What storage considerations are associated with artificial intelligence?
Artificial intelligence (AI) is a common sight among enterprises today. While it's not all that new anymore, it's still a very cool asset to have. Thus, it's no wonder that everyone is jumping on the bandwagon. However, before you have too much fun with it, you must make yourself familiar with the storage requirements that come with it.
Organisations are in need of a storage strategy that can accommodate for the data AI creates. This strategy needs to be cost-effective and simple to manage for your benefit, but also needs to meet the demands of AI (which are pretty high). Given that neither side wants to back down, finding a solution to strike a balance is imperative.
What to bear in mind
Scalability is perhaps the most obvious demand that springs to mind. Huge data sets are needed to train AI. For example, AI-powered image detection may require millions of images in its training. Once the AI starts learning, it will also start generating data of its own. As these data sets are essential to developing the best possible algorithm, a storage system is required that can scale without limits.
Furthermore, losing the data would also be a living nightmare for organisations. Think about it: accumulating AI-scale data sets is a long process that you can't afford to do all over again. Worse still, backing it up to be on the safe side is much too costly and may also take a very long time. Leaving it alone is also most definitely not an option as component failure is part and parcel of large-scale systems. Thus, your storage system must have its own protective measures in place. In particular, erasure coding is commonplace in AI storage platforms to ensure more resilient data storage.

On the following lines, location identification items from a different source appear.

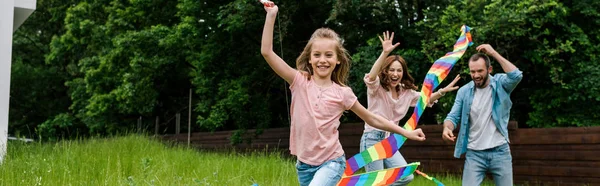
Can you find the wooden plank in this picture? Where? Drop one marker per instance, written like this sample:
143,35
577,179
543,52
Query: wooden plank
555,180
556,171
518,138
557,155
563,147
546,163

Cloud is also another important consideration. Public cloud integration is an important aspect of any data endeavour today. More specifically, cloud-integrated, on-premise storage systems enable flexibility in a more cloud-driven landscape.
However, most important of all is understanding that storage systems are not one-size-fits-all. With everyone exploring AI to serve different initiatives, organisations must do their research and find the solution right for them.